In the following codeblock, we use the same plotting function as above, but do so by creating the decidecade frequency bands (10th octave, octave base 10 => \(10^{1/10}\)). We’ll calculate the median and quantiles of each sample, then take the median of each of those parameters. For the IEC-40, one will calculate these parameters for each device operating state (current energy converters) or wave state matrix (wave energy converters).
[15]:
octave = [10, 10] # [octave, octave base]

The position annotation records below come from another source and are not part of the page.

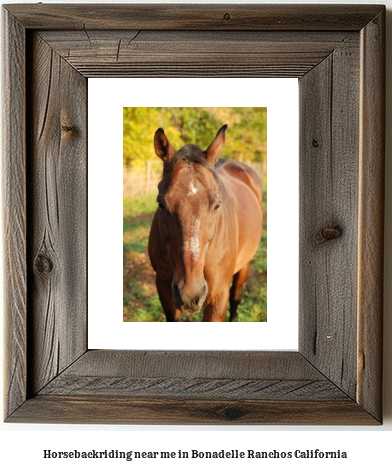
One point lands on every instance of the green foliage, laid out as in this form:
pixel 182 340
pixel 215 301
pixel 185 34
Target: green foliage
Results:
pixel 246 139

spsdl10 = acoustics.band_aggregate(spsdl, octave, fmin, fmax, method="median")
# Plot medians and quantiles
fig, ax = acoustics.graphics.plot_spectra(spsdl10.median("time"), fmin, fmax, label="Median")
ax.fill_between(
spsdl10["freq_bins"],
spsdl10.quantile(0.25, "time"),
spsdl10.quantile(0.75, "time"),
alpha=0.5,
facecolor="C0",
edgecolor=None,
label="Quantiles"
)
ax.legend(loc="upper right")
ax.set_axisbelow(True)
ax.grid()
ax.set(ylim=(20, 80), ylabel="Decidecade SPSDL [dB rel 1 uPa$^2$/Hz]")
[15]:
[(20.0, 80.0), Text(0, 0.5, 'Decidecade SPSDL [dB rel 1 uPa$^2$/Hz]')]

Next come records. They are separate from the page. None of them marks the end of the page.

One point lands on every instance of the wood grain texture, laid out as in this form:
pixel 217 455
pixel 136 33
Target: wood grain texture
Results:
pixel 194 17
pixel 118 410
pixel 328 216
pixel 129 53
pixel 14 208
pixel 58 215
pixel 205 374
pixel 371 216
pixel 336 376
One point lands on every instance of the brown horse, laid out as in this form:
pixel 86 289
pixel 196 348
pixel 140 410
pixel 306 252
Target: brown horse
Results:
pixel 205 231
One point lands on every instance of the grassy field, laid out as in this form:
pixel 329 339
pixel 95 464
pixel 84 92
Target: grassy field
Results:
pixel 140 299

The plot above shows significant spread in sound measurements at higher frequency due to the vessel noise, but less so at lower frequency. This mirrors what we can see in the sound pressure density level figure we first plotted.

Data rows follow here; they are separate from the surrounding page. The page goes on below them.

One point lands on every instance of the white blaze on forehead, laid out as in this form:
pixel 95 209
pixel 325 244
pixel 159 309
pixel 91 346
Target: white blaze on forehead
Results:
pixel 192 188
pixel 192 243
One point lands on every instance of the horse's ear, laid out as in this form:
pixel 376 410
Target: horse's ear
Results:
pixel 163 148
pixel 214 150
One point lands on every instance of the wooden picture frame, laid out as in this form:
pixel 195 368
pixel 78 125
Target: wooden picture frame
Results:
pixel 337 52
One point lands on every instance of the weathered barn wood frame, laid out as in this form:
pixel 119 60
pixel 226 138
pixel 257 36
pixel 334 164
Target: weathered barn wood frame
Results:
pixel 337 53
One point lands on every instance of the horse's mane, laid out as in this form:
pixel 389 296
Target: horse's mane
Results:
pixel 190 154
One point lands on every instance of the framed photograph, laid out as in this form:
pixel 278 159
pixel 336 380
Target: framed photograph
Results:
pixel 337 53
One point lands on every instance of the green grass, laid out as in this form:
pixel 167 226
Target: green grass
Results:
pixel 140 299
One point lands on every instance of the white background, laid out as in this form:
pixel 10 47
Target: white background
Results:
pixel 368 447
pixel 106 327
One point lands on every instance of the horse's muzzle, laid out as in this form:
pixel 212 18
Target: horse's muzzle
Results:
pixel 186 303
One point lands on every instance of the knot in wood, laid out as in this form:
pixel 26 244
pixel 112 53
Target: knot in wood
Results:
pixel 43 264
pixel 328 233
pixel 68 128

Boxplots for each frequency band can also be created instead of simple line plots. We can use the aggregate methods to apply plotting functions, like matplotlib’s native boxplot. In this case, we’ll supply the “map” function and an iterable of the custom function inputs (the figure axes we want to use to plot).
[16]:
def boxplot(x, ax):
# Use the median of the coordinate we're grouped in
freq = x["freq"].median()
x = x.mean("freq")
# Create boxplots
ax.boxplot(
x.values,
whis=(1, 99),
showfliers=False,
positions=[np.log10(freq.values)],
widths=0.04,
flierprops={"marker": ".", "markersize": 2},
)
return x
fig, ax = plt.subplots(figsize=(7, 5))
acoustics.band_aggregate(
spsdl, octave, fmin, fmax, method={"map": (boxplot, [ax])}
)
xticks = np.linspace(0, 5, 6)
ax.set(
xticks=xticks,
xticklabels=xticks.astype(int),
xlim=(1, 4.8),
ylim=(20, 100),
xlabel="log(Frequency) [Hz]",
ylabel="Decidecade SPSDL [dB re 1 uPa$^2$/Hz]",
)
[16]:
[[<matplotlib.axis.XTick at 0x24648eb2b50>,
<matplotlib.axis.XTick at 0x246000ac350>,
<matplotlib.axis.XTick at 0x246000752d0>,
<matplotlib.axis.XTick at 0x24601842f90>,
<matplotlib.axis.XTick at 0x24601ce0e10>,
<matplotlib.axis.XTick at 0x24606034f90>],
[Text(0.0, 0, '0'),
Text(1.0, 0, '1'),
Text(2.0, 0, '2'),
Text(3.0, 0, '3'),
Text(4.0, 0, '4'),
Text(5.0, 0, '5')],
(1.0, 4.8),
(20.0, 100.0),
Text(0.5, 0, 'log(Frequency) [Hz]'),
Text(0, 0.5, 'Decidecade SPSDL [dB re 1 uPa$^2$/Hz]')]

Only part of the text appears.